Friday, October 7, 2011

Execution

I was fortunate to be invited to a leadership summit recently hosted by our chief executive to elaborate the current strategy, the state of the union and plan for next year.  The portfolio and pace of initiatives were heavily discussed and the underpinning ingredient to success is people.  The organization has been stretched thin due to our size and also recruitment competitiveness.  Pinching and poaching is omnipresent targeting the technical savvy.

Execution has been poor in new entries and will continue to be the focus for the next few months.  I listened carefully the discussions among our senior leaders and watched with interest the behaviors that were displayed.

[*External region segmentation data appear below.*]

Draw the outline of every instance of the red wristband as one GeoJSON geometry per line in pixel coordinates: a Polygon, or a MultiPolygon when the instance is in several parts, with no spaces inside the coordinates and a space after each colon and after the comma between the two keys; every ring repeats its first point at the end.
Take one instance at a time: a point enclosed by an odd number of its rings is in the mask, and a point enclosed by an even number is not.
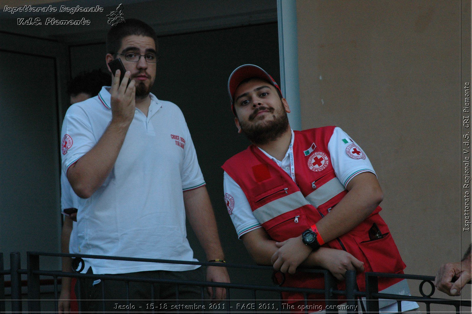
{"type": "Polygon", "coordinates": [[[313,224],[312,226],[312,230],[316,234],[316,240],[318,241],[318,244],[320,246],[324,244],[324,240],[321,238],[321,235],[320,234],[320,231],[318,231],[318,229],[316,228],[316,225],[313,224]]]}

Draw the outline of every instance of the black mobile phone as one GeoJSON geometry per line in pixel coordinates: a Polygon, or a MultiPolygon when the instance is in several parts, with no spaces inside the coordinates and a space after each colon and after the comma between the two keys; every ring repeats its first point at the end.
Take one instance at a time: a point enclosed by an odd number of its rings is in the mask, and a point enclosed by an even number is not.
{"type": "Polygon", "coordinates": [[[63,211],[65,214],[67,214],[69,216],[74,213],[75,212],[77,212],[77,209],[76,208],[66,208],[63,211]]]}
{"type": "MultiPolygon", "coordinates": [[[[121,62],[121,59],[117,58],[114,60],[108,62],[108,65],[110,66],[110,69],[111,70],[111,73],[113,73],[113,75],[115,75],[117,70],[119,70],[119,84],[121,84],[121,81],[123,80],[123,78],[125,77],[125,73],[126,72],[126,69],[125,68],[125,66],[123,65],[123,62],[121,62]]],[[[130,81],[128,79],[128,85],[130,82],[130,81]]],[[[126,86],[127,86],[126,85],[126,86]]]]}

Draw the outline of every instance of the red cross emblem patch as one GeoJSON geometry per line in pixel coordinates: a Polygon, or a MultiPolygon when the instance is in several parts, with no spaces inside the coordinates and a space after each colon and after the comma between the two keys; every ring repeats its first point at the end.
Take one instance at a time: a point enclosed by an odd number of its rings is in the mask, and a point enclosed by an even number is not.
{"type": "Polygon", "coordinates": [[[225,204],[226,204],[226,208],[228,209],[228,213],[231,215],[235,208],[235,199],[230,195],[225,193],[225,204]]]}
{"type": "Polygon", "coordinates": [[[365,159],[365,154],[354,143],[346,147],[346,153],[353,159],[365,159]]]}
{"type": "Polygon", "coordinates": [[[60,150],[63,155],[65,155],[67,150],[72,146],[72,138],[68,134],[64,136],[60,144],[60,150]]]}
{"type": "Polygon", "coordinates": [[[315,152],[308,159],[308,168],[315,172],[324,170],[329,163],[328,156],[322,152],[315,152]]]}

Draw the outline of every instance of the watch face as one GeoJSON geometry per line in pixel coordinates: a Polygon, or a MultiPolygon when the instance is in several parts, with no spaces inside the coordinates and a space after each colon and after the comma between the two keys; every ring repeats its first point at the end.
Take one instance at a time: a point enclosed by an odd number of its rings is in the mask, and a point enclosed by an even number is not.
{"type": "Polygon", "coordinates": [[[315,240],[314,235],[312,232],[307,232],[305,234],[305,241],[308,243],[312,242],[315,240]]]}

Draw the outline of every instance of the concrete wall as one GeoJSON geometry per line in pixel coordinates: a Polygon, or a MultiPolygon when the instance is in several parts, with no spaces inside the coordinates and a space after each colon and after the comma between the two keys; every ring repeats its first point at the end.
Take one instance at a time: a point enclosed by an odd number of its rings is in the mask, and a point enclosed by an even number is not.
{"type": "Polygon", "coordinates": [[[297,1],[303,128],[339,126],[364,150],[407,273],[434,276],[460,259],[461,237],[463,250],[470,243],[461,11],[459,1],[297,1]]]}

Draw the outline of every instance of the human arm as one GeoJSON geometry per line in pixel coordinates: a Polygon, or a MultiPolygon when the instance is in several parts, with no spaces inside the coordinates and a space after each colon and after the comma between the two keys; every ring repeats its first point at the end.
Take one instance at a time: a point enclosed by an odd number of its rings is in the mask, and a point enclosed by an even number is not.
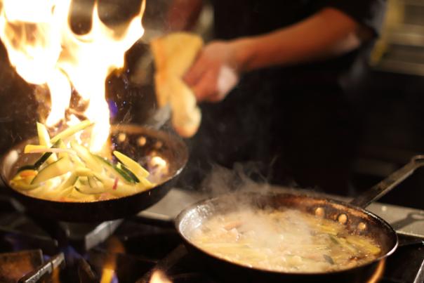
{"type": "Polygon", "coordinates": [[[236,83],[220,86],[222,70],[244,72],[324,60],[347,53],[372,37],[371,29],[345,13],[324,8],[290,27],[252,37],[216,41],[206,46],[186,74],[198,101],[223,99],[236,83]]]}

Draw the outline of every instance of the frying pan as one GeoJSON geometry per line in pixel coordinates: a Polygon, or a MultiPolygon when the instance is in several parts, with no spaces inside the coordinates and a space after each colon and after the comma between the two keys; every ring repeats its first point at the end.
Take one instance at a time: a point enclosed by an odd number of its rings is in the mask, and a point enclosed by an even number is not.
{"type": "Polygon", "coordinates": [[[411,161],[387,178],[372,187],[350,203],[325,197],[277,191],[239,192],[218,196],[194,204],[183,211],[175,218],[175,227],[187,249],[201,258],[205,266],[213,270],[223,281],[243,282],[377,282],[384,268],[386,257],[398,245],[395,231],[385,221],[364,209],[372,202],[383,197],[410,176],[417,168],[424,166],[424,156],[414,157],[411,161]],[[250,207],[291,208],[320,216],[345,225],[350,232],[371,237],[381,249],[374,261],[354,268],[326,272],[283,272],[250,268],[231,263],[198,248],[190,240],[191,233],[211,216],[234,211],[244,203],[250,207]]]}
{"type": "Polygon", "coordinates": [[[62,202],[37,199],[23,195],[8,186],[9,180],[18,169],[32,164],[37,156],[23,154],[28,143],[37,143],[37,138],[24,141],[9,150],[0,162],[0,174],[6,192],[20,202],[29,213],[45,218],[68,222],[98,222],[121,218],[135,214],[159,202],[172,187],[188,159],[188,150],[183,141],[175,135],[135,125],[114,126],[112,142],[115,149],[140,162],[148,168],[148,158],[159,156],[168,164],[168,170],[160,177],[155,187],[135,195],[118,199],[91,202],[62,202]],[[118,138],[124,133],[124,141],[118,138]],[[142,140],[142,142],[140,142],[142,140]]]}

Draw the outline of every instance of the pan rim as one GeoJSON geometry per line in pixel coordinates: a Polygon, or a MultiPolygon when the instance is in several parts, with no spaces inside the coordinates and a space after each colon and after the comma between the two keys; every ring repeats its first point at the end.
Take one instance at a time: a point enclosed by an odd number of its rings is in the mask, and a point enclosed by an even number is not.
{"type": "MultiPolygon", "coordinates": [[[[361,268],[363,267],[366,267],[367,265],[371,265],[372,264],[377,263],[380,262],[380,261],[385,260],[385,258],[387,257],[392,255],[396,251],[396,249],[397,249],[397,247],[399,246],[399,237],[398,237],[397,233],[387,221],[385,221],[384,219],[381,218],[380,216],[373,213],[371,211],[367,211],[365,209],[362,209],[359,206],[353,206],[352,204],[344,202],[343,201],[328,199],[328,198],[325,198],[325,197],[316,197],[316,196],[310,196],[310,195],[305,194],[304,192],[300,192],[300,193],[296,193],[296,192],[276,192],[274,191],[272,191],[272,192],[267,192],[264,193],[264,192],[248,191],[248,192],[230,192],[230,193],[225,193],[225,194],[223,194],[223,195],[220,195],[218,196],[215,196],[212,198],[207,198],[207,199],[200,200],[199,202],[197,202],[192,204],[192,205],[189,206],[188,207],[186,207],[185,209],[183,209],[182,211],[180,211],[180,213],[174,219],[174,225],[175,225],[175,228],[178,233],[180,235],[180,236],[183,238],[183,239],[187,244],[188,244],[190,246],[192,246],[192,247],[197,249],[197,250],[200,251],[201,253],[206,254],[208,256],[213,258],[216,260],[224,261],[225,263],[236,265],[236,266],[241,268],[245,268],[245,269],[250,270],[255,270],[255,271],[264,272],[264,273],[274,274],[274,275],[293,275],[293,276],[305,275],[305,276],[311,276],[311,277],[322,276],[322,275],[336,275],[338,274],[341,274],[341,273],[344,273],[346,272],[349,272],[350,270],[354,270],[357,268],[361,268]],[[323,200],[323,201],[326,201],[327,202],[330,202],[331,204],[342,205],[342,206],[344,206],[349,209],[354,209],[354,210],[360,211],[362,213],[364,213],[366,215],[371,217],[374,220],[378,221],[380,223],[381,223],[383,225],[383,226],[384,226],[385,228],[387,228],[390,231],[391,235],[394,238],[394,244],[392,245],[392,246],[387,249],[388,251],[387,251],[384,254],[378,256],[378,258],[374,258],[373,261],[366,262],[365,263],[359,265],[357,266],[354,266],[354,267],[352,267],[350,268],[343,268],[343,269],[337,270],[331,270],[331,271],[322,272],[284,272],[284,271],[272,270],[265,269],[265,268],[257,268],[257,267],[251,267],[251,266],[248,266],[248,265],[243,265],[241,263],[234,263],[234,262],[226,260],[225,258],[220,258],[220,257],[219,257],[213,254],[211,254],[203,249],[201,249],[198,246],[195,245],[190,239],[188,239],[188,237],[185,235],[185,234],[181,231],[182,229],[180,228],[180,225],[183,223],[183,221],[186,219],[187,216],[191,211],[196,209],[196,208],[197,208],[199,206],[206,205],[207,204],[211,203],[213,202],[218,202],[219,199],[220,199],[222,198],[227,197],[228,196],[234,195],[243,195],[243,194],[245,194],[245,195],[251,194],[251,195],[256,195],[257,196],[260,196],[260,195],[263,196],[263,195],[271,195],[270,192],[272,193],[272,195],[273,195],[273,196],[276,196],[277,195],[295,195],[297,197],[307,197],[307,198],[312,199],[315,199],[315,200],[323,200]]],[[[389,236],[389,237],[392,237],[392,236],[389,236]]]]}
{"type": "MultiPolygon", "coordinates": [[[[159,130],[155,130],[152,128],[150,128],[150,127],[145,126],[143,125],[137,125],[135,124],[113,124],[113,125],[111,125],[111,128],[112,128],[111,131],[117,131],[120,129],[132,129],[135,131],[140,131],[140,132],[154,132],[156,134],[157,134],[159,136],[166,136],[167,138],[172,136],[170,133],[167,133],[167,132],[159,131],[159,130]]],[[[125,199],[128,199],[131,198],[132,197],[134,197],[134,196],[140,195],[140,194],[149,193],[149,192],[150,192],[154,189],[157,189],[162,185],[165,185],[166,183],[170,182],[173,178],[175,178],[176,176],[180,175],[180,173],[184,170],[184,169],[187,166],[187,163],[188,162],[188,149],[187,147],[187,145],[184,143],[184,142],[183,141],[182,139],[175,139],[174,141],[176,141],[178,143],[179,143],[179,145],[181,145],[180,148],[182,148],[184,150],[184,153],[182,154],[183,158],[181,159],[181,160],[179,162],[180,164],[180,166],[179,166],[178,169],[176,170],[173,174],[168,176],[166,178],[164,179],[161,183],[156,184],[156,185],[154,187],[150,187],[147,190],[143,190],[141,192],[136,192],[133,195],[126,195],[124,197],[117,197],[117,198],[113,198],[113,199],[95,200],[95,201],[84,201],[84,202],[55,201],[55,200],[52,200],[52,199],[42,199],[42,198],[39,198],[39,197],[32,197],[32,196],[24,194],[18,190],[14,189],[9,184],[10,180],[8,180],[8,178],[5,176],[5,172],[4,170],[4,164],[6,163],[6,159],[8,158],[8,157],[11,154],[12,154],[13,150],[15,150],[18,148],[23,148],[23,146],[27,145],[29,140],[32,140],[36,138],[37,138],[37,137],[34,136],[34,137],[25,139],[24,140],[22,140],[21,142],[12,146],[3,154],[3,156],[0,159],[0,178],[3,181],[5,188],[6,190],[9,190],[10,193],[17,194],[17,195],[18,195],[19,197],[26,199],[28,201],[42,202],[44,203],[49,204],[51,205],[63,205],[63,206],[73,206],[73,205],[81,205],[81,204],[87,204],[87,205],[99,204],[100,205],[100,204],[112,203],[112,202],[114,202],[114,201],[116,202],[117,200],[119,200],[120,202],[124,201],[125,199]]]]}

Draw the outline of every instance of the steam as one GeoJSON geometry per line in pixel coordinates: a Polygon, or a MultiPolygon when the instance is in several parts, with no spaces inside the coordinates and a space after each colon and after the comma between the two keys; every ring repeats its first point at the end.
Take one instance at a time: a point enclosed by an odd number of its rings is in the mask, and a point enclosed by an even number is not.
{"type": "MultiPolygon", "coordinates": [[[[296,242],[296,235],[303,235],[303,244],[312,242],[313,229],[305,221],[303,212],[296,208],[276,207],[272,202],[260,200],[261,197],[264,197],[264,199],[271,199],[270,196],[274,194],[298,194],[298,190],[293,187],[272,185],[253,162],[235,164],[233,169],[213,165],[211,173],[202,182],[201,188],[219,199],[210,219],[223,223],[226,231],[221,230],[221,232],[227,232],[235,238],[254,238],[253,249],[263,250],[271,256],[273,251],[284,249],[281,243],[285,240],[288,243],[296,242]],[[284,213],[279,214],[278,219],[272,217],[274,213],[281,211],[284,213]],[[279,222],[276,223],[276,221],[279,222]],[[279,226],[280,223],[285,228],[276,229],[276,225],[279,226]]],[[[319,221],[319,219],[317,221],[319,221]]],[[[208,221],[204,221],[204,224],[205,223],[208,223],[208,221]]],[[[193,232],[195,236],[201,230],[193,232]]],[[[220,236],[217,235],[216,237],[219,239],[220,236]]],[[[286,252],[290,254],[290,251],[286,252]]]]}

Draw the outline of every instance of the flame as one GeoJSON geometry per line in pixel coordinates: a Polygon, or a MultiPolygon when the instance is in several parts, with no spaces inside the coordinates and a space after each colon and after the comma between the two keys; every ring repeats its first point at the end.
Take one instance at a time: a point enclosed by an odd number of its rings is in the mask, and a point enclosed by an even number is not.
{"type": "Polygon", "coordinates": [[[102,270],[100,283],[112,283],[117,282],[116,255],[125,253],[125,247],[117,237],[112,236],[106,242],[107,256],[102,270]]]}
{"type": "Polygon", "coordinates": [[[65,117],[72,87],[86,101],[84,115],[95,123],[91,150],[102,149],[110,133],[105,81],[121,68],[124,53],[144,33],[141,18],[145,2],[124,27],[110,28],[99,18],[97,3],[91,30],[75,34],[69,25],[71,0],[0,0],[0,39],[11,64],[27,82],[46,85],[51,110],[46,124],[65,117]]]}
{"type": "Polygon", "coordinates": [[[160,270],[154,270],[150,277],[150,283],[172,283],[160,270]]]}

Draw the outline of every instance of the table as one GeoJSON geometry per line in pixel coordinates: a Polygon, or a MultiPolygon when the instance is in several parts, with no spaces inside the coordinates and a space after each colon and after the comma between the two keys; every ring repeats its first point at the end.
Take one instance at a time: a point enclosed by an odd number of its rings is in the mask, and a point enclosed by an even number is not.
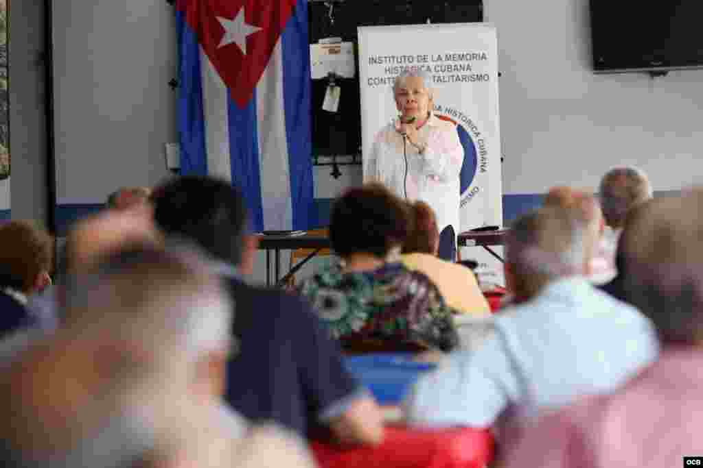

People generally like to discuss issues and highlight problems with little focus on solutions.  That's when strong leadership is required to steer the direction of the discussions and decipher the real issues at hand.

When asked what execution meant, the typical answer is getting things done.  Execution is really a process and culture that enables things to get done.  The process must be embedded with a strong people process, talent management and above all, clear accountability.  The culture must reward performers who deliver and coach the ones who struggle.  With this in mind, it's imperative to tie strategy back to reality and operations plan.  This  is typically what needs to be tuned and tied together.

The areas I see needing improvement is around accountability.  Often accountability is vague especially in a matrix organization.  Who is responsible for delivering the plan?  Who is accountable for the execution of the strategy?  Successful organizations have figured this out well.  Accountability must always be a single point and not shared to avoid confusion and vagueness.  Many are responsible to play their individual roles in executing a given plan, but there must be only one single point accountability for delivering the business plan.  This needs to be refreshed from time to time.

Each individual leader must state clearly in his or her performance contract what they must achieve to deliver the plan. This must be stated clearly with tangible predictions of results, milestones and timeline.  Putting things like "deliver wells on time and budget" is just too vague.